In fact, it is also mentioned that, To the Hindu the hemp plant is holy. A guardian lives in the bhang leaf. To meet someone carrying bhang is a sure omen of success.“ Well, this is so cool. Let’s try to deep dive and see what else is mentioned in Indian Ancient texts about the so-popular “bhang” and “ganja”.

According to Ayurveda and other ancient Indian mythological texts, “Ganja” or “Hemp”, like many other important medicinal plants originated from Samundra Manthan (primordial nectar which arose during the churning of oceans).

In the Atharva Veda, hemp is mentioned as one of the five most sacred plants.

In the “Yoga Sutra”, hemp is mentioned as a primary medicine that helps overcome worldly miseries while attaining spiritual perfection. The “Tantra Sastra” prescribes that certain drugs be consumed to regulate mental functions, hemp among them.

Disclaimer : There is no direct reference to smoked cannabis in ancient Ayurveda. Only Bhang and Ganja were consumed internally that too for only spiritual, religious, and medicinal purposes.

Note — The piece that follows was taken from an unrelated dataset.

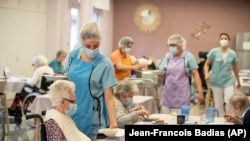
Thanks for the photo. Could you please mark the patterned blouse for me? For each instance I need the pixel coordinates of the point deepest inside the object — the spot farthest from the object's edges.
(53, 131)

According to important Indian texts, hemp drugs are beneficial for a great variety of people. Its consumers have been divided into four broad categories :

  1. Priests, ascetics, fakirs, yogis, and sanyasis (to stimulate meditation and a spiritual mindset).
  2. Devotees of Shiva, Kali, Durga, Hanuman, and other gods (for ceremonies).
  3. People who perform hard physical labour, to relieve their pain and fatigue.
  4. Patients, to relieve their psychic, somatic, and psycho-somatic ailments.

While it seems like Bhang and Ganja do have an important part in Indian text and so does Indian household. But what makes hemp so popular among Indian Classical texts? It’s versatile. No other plant in the plant kingdom is as versatile and useful as hemp is. We should all be proud and appreciate its beauty like our ancestors did.